Однако новые публикации авторов, до недавнего времени мало или косвенно занимавших историков литературы, – Геннадия Гора (1907–1981), Павла Зальцмана (1912–1985), Сергея Рудакова (1909–1944), Дмитрия Максимова (1904–1987), Владимира Стерлигова (1904–1973) – поэтов, впитавших влияние ОБЭРИУ[89], позволяют нам по-новому взглянуть на стилистические возможности блокадной поэзии. «Правдивому и высокому советскому искусству»[90], в рамках которого возникли такие тексты, как «Баллада», с ее статичными формулами стоицизма, гуманизма и самопожертвования, противопоставляется страшный мир, стремящийся к освобождению от человеческой формы, требующий распада не только человеческих связей, но и самого поэтического языка, самой поэтической личности.
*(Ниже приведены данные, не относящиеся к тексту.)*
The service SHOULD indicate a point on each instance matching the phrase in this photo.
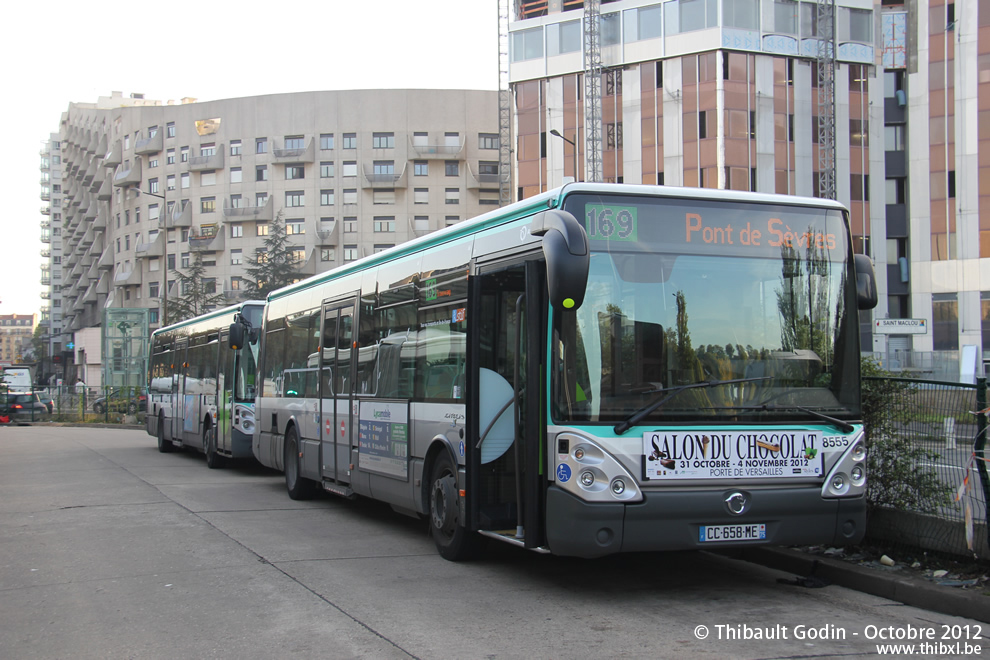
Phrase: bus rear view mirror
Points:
(565, 246)
(866, 282)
За время, прошедшее с публикаций этих поэтов, уже появились убедительные исследования, интерпретирующие разнообразные аспекты их творчества, а порой и жизнетворчества, принадлежащие Елене Зальцман, Илье Кукую, Петру Казарновскому, Олегу Юрьеву, Андрею Муждаба среди прочих.

Целью моих заметок является формулирование вопросов о специфической тропологии в развитии обэриутской поэтики под воздействием восприятия блокадной катастрофы. Распространение предвоенных поэтических форм на беспрецедентный исторический материал блокады – тема очень значительная и разнородная, так как весьма различные матрицы были использованы для постижения и отображения блокадной реальности: мы наблюдаем причудливые преломления символистской линии у Даниила Андреева, акмеистской – у Натальи Крандиевской, Татьяны Гнедич, Варвары Вольтман-Спасской, разные версии советских лирических механизмов у Ольги Берггольц, Зинаиды Шишовой, Веры Инбер, Николая Тихонова – это если называть только наиболее мощных и своеобразных поэтов-блокадников.

Здесь же речь пойдет о блокадном развитии поэтического инструментария ОБЭРИУ: почему именно применение этой системы привело к столь ярким результатам в области блокадной поэзии и как именно изменился этот язык в связи с наступившей удручающей исторической реальностью?